Poor, seniors to get free WiFi in 'Frisco

Just when it seemed the free muni-WiFi model was dead, buried, kaput, outtahere, Meraki resurfaced at a press conference with San Francisco Mayor Gavin Newsom to say it would team up with the city to bring free Internet access to 12 low-income housing projects in the Tenderloin as well as provide free WiFi to senior centers throughout the city by the end of the year.

Meraki is building a citywide network it hopes to complete by 2009. About 150,000 of the city's 860,000 residents use the network, according to the mayor. Currently, the network covers about 10 to 13 square miles, which is a fraction of San Francisco's proposed 49-square-mile free WiFi deal but it's a big jump over the 3 square miles Meraki covered about six months ago.

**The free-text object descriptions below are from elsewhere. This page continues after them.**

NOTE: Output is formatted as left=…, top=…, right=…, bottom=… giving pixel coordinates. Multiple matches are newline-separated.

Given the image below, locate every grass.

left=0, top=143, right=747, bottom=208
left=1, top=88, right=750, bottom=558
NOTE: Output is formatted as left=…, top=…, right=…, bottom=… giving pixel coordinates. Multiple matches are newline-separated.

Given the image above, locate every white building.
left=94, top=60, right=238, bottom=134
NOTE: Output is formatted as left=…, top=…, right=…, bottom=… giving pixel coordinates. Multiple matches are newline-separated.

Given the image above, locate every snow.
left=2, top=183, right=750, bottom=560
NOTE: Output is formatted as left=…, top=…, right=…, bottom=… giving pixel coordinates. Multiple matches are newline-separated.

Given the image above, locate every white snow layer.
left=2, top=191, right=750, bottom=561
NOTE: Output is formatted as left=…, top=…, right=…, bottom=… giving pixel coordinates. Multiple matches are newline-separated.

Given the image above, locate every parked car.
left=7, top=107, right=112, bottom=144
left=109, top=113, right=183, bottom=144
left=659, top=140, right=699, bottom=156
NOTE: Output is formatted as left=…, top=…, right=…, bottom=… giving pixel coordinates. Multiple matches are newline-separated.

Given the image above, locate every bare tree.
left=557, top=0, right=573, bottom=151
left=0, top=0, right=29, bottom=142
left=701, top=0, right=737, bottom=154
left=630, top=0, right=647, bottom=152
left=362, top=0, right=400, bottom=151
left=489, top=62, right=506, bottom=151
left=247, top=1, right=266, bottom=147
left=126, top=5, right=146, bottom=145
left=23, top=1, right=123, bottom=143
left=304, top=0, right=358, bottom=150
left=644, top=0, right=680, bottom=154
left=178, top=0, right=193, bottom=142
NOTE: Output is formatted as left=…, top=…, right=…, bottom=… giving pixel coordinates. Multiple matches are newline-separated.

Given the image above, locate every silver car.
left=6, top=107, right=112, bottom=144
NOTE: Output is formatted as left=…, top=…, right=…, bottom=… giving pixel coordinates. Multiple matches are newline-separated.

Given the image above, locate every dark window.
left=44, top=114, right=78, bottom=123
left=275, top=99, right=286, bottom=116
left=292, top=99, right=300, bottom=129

Meraki is not an ISP, it's a hardware company that makes WiFi equipment and gives away its small WiFi repeaters and network gateways to residents who volunteer to deploy the equipment on rooftops or on their windowsills to create a wireless mesh. In exchange for mounting the gear, Meraki picks up the tab for the Internet service and provides free access through the wireless network to anyone without advertising. In neighborhoods where Meraki is deployed people can access the network while walking down the street or they get a repeater for in-home coverage. Meraki, as the network operator, provides support for the service. Not altogether surprisingly, Meraki has no plans to replicate its completely free WiFi network in other cities.